Yesterday, a spokesman for Alassane Ouattara gave Laurent Gbagbo until midnight to relinquish the Presidency in Ivory Coast, or risk undescribed “other measures.” That didn’t move Gbagbo.

Ivory Coast’s incumbent President Laurent Gbagbo has rejected a deadline set by his rival for him to stand down, saying the international community is trying to stage a coup against him.

Alassane Ouattara is widely recognised as the victor in elections last month.

His supporters said Mr Gbagbo would have “no difficulties” if he resigned before 0000 GMT on Friday.

But Mr Gbagbo said the country could face greater violence if he were to leave office.

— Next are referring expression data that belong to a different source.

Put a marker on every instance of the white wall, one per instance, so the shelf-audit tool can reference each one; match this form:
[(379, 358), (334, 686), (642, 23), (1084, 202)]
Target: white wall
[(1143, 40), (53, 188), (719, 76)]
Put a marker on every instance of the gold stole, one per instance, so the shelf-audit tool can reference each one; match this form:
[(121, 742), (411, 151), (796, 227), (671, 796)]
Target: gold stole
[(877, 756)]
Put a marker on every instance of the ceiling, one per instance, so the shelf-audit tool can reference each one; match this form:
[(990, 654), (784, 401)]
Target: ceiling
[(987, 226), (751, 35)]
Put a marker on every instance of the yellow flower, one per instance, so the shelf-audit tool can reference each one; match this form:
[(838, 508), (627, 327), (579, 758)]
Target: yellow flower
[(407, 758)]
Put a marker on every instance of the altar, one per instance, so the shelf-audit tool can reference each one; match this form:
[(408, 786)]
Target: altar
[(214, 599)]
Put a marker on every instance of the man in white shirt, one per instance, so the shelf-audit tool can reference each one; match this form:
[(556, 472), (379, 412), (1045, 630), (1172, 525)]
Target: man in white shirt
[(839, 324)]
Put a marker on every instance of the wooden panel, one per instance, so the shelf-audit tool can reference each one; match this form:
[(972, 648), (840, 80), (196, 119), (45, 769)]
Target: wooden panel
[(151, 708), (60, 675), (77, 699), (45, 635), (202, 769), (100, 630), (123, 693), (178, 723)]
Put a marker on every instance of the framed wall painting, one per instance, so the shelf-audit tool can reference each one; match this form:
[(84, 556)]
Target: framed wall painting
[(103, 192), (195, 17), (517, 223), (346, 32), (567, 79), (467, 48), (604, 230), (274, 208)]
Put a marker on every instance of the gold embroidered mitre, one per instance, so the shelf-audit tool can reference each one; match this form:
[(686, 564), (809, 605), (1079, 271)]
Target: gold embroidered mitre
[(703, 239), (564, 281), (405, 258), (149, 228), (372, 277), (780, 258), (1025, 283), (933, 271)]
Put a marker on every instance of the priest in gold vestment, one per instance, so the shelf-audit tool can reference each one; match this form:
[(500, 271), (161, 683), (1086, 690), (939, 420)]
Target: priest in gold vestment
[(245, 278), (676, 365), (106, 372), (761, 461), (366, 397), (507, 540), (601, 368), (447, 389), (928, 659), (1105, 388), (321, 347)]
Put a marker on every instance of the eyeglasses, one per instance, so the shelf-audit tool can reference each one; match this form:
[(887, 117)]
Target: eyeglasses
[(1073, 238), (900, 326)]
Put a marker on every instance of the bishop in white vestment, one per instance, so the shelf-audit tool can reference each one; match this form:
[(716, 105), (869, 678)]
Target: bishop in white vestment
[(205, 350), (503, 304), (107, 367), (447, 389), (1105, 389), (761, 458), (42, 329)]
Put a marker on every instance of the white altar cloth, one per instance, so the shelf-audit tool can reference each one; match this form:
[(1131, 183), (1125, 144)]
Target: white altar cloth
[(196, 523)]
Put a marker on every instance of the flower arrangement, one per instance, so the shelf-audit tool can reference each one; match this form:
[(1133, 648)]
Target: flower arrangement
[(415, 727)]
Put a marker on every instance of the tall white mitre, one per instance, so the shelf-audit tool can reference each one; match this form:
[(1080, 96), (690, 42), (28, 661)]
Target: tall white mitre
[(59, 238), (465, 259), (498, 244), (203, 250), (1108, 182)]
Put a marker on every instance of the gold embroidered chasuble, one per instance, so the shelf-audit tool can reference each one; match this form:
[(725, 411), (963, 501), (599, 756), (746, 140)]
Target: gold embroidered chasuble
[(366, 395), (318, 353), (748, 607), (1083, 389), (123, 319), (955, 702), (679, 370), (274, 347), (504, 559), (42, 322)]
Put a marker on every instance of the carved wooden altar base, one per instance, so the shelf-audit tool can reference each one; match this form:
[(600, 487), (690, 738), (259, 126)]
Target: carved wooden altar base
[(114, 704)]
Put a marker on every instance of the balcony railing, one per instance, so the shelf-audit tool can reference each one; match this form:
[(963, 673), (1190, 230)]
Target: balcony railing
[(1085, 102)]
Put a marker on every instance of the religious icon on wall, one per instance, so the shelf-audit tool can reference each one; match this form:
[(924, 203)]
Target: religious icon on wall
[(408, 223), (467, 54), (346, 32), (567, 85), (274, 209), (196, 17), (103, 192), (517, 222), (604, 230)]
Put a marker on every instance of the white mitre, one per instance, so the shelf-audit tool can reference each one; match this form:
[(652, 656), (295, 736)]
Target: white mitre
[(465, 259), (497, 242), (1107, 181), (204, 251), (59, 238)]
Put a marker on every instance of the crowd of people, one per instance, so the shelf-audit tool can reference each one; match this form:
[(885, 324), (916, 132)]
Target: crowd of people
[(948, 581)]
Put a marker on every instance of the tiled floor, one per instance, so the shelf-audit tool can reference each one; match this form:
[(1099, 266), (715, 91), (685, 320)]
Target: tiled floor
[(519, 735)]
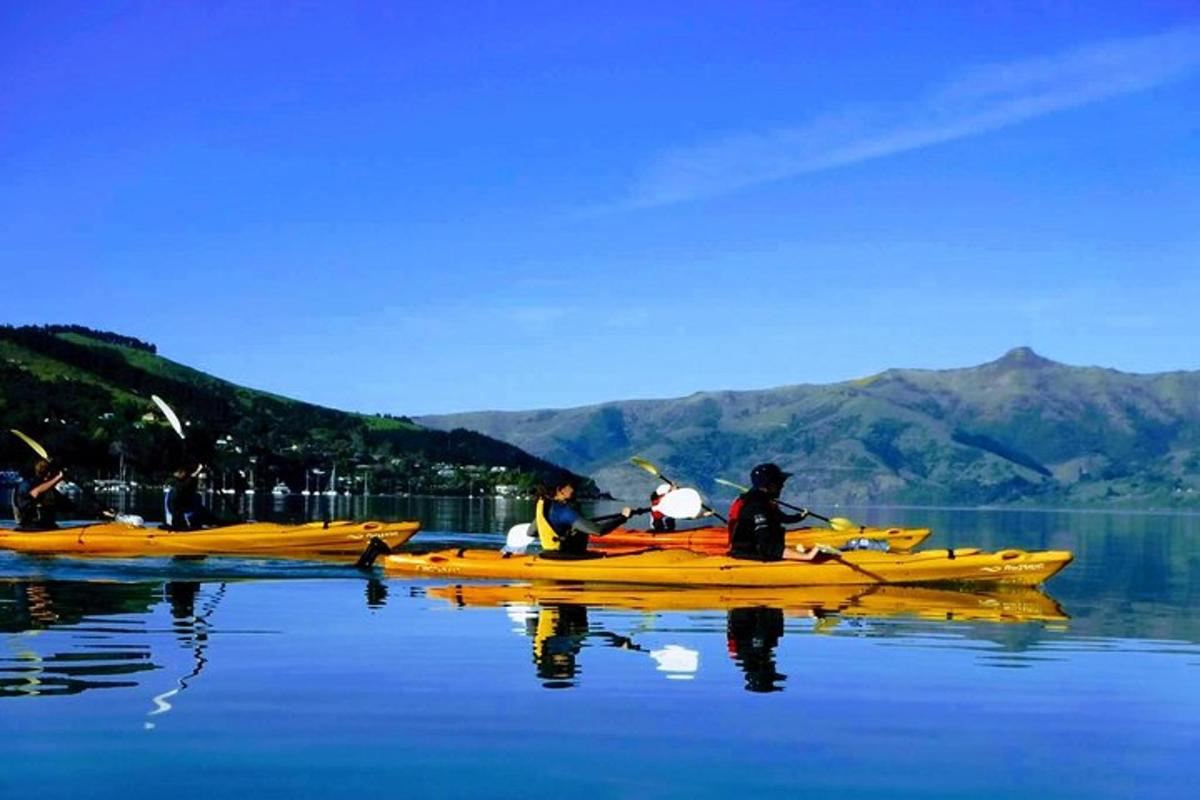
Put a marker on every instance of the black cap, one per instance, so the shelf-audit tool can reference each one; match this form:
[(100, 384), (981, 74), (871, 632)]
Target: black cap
[(767, 475)]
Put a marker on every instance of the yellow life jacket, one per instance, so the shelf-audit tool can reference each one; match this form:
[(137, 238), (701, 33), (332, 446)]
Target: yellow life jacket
[(546, 534)]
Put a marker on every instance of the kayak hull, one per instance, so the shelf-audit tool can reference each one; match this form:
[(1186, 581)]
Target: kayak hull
[(990, 603), (685, 567), (717, 540), (257, 539)]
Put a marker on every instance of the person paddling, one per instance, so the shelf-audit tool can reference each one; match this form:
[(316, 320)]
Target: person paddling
[(659, 521), (183, 507), (562, 530), (756, 522), (36, 499)]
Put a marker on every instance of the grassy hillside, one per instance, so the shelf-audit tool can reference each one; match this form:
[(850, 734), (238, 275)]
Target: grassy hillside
[(1021, 429), (85, 396)]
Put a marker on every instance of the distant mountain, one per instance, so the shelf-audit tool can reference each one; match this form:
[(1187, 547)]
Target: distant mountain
[(1020, 429), (84, 395)]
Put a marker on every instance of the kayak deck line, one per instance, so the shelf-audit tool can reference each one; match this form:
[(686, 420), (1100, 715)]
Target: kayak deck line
[(717, 540), (673, 566), (334, 539), (996, 603)]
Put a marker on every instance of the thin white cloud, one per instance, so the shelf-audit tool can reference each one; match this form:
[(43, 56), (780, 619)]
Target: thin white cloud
[(979, 101)]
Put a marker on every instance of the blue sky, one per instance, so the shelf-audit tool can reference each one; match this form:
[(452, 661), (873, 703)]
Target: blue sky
[(481, 205)]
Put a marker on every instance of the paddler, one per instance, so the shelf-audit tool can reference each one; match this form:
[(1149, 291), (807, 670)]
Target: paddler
[(36, 499), (756, 522), (659, 521), (562, 530), (183, 507)]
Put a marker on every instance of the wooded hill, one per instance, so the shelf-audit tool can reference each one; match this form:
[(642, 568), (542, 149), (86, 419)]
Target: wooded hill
[(1020, 429), (85, 396)]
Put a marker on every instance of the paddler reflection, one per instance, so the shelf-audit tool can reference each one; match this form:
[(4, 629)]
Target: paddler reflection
[(753, 635), (559, 631)]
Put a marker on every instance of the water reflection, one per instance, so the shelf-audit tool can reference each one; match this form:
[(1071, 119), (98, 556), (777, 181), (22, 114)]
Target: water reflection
[(66, 637), (556, 618), (753, 635)]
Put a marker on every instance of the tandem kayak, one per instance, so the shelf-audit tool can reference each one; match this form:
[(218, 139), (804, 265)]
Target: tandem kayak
[(991, 603), (685, 567), (717, 540), (265, 539)]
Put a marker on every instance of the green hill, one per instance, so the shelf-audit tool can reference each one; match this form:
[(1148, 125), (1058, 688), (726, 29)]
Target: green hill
[(84, 395), (1021, 429)]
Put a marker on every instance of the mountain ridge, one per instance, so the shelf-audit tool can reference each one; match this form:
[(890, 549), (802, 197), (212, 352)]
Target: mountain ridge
[(85, 396), (1021, 428)]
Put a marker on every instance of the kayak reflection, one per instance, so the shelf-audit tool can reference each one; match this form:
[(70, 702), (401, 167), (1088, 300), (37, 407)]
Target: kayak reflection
[(996, 605), (559, 631), (753, 636), (555, 615)]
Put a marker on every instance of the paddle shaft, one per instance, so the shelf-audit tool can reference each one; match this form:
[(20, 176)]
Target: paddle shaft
[(87, 492), (658, 473)]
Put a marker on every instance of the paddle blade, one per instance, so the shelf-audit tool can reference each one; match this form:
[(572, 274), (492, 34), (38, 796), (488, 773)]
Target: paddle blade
[(33, 445), (677, 661), (520, 537), (681, 504), (169, 414), (641, 463)]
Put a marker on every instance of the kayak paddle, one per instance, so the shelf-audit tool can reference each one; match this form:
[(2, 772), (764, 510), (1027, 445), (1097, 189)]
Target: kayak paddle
[(837, 523), (641, 463), (167, 411), (130, 519), (681, 504)]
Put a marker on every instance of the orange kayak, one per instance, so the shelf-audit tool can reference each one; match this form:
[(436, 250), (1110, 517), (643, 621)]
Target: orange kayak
[(252, 539), (717, 540), (991, 603)]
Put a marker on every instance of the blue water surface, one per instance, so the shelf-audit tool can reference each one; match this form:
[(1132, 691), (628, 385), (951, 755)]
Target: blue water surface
[(190, 679)]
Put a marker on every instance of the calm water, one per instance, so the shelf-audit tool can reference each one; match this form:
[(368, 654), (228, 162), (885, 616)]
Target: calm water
[(198, 678)]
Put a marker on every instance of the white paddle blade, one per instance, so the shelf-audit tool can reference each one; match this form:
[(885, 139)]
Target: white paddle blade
[(681, 504), (33, 444), (677, 661), (169, 414), (520, 537)]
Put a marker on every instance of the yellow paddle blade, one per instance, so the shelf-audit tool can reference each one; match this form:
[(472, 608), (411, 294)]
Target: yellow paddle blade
[(645, 464), (36, 447), (169, 414)]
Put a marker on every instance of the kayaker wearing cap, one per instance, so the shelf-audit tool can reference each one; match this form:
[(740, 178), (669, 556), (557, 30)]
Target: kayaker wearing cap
[(756, 523), (659, 521), (562, 529), (35, 501)]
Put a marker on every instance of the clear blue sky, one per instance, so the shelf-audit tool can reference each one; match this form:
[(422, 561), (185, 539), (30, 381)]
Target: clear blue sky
[(419, 208)]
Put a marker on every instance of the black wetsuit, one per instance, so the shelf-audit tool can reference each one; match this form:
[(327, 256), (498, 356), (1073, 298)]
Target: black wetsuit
[(759, 531)]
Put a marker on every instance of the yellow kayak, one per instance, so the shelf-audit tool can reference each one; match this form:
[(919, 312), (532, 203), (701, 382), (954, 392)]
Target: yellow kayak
[(689, 569), (313, 539), (993, 603), (717, 540)]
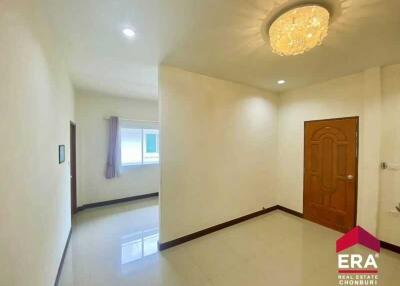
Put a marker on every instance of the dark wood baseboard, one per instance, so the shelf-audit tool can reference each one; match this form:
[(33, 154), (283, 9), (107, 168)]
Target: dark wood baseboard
[(290, 211), (63, 258), (118, 201), (389, 246), (189, 237)]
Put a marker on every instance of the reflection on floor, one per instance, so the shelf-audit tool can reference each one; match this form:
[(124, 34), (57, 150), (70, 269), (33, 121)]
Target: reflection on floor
[(116, 245)]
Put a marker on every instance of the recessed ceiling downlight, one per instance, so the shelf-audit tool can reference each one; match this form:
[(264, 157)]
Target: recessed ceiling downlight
[(129, 32), (299, 30)]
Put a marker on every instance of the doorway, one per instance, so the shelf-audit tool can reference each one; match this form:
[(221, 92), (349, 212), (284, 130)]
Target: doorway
[(73, 167), (331, 172)]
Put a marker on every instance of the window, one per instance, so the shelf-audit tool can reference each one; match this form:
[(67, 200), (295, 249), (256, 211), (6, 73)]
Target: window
[(139, 146)]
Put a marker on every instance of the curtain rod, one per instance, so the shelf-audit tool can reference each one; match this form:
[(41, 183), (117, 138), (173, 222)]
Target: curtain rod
[(133, 120)]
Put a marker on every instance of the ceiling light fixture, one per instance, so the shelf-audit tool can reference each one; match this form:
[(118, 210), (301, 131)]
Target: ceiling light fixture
[(299, 30), (129, 32)]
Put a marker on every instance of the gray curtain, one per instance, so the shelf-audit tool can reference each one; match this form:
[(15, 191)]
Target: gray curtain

In an address for the new year, Mr Gbagbo said the pressure for him to quit amounted to “an attempted coup d’etat carried out under the banner of the international community”.

Gbagbo did offer a recount, but maintained that violence would grow worse if he stepped down. He didn’t explain why. The UN claims that over 200 have died in post-election violence, most of them supporters of Ouattara. A senior UN official warned Ggagbo that he would be held responsible for human rights violations in Ivory Coast.

Meanwhile, with two governments operating simultaneously and two Presidents sworn in, things like international debt payments have lapsed. I’m not sure that’s a bad thing, actually.

Outtara’s Prime Minister says that the country is already in a state of civil war.

Commenter eblair had a good recap of the long-term context of this situation.

UPDATE: US officials released details of the inducements that they have tried to give Gbagbo to get him to leave power, including safe harbor in the US or Europe.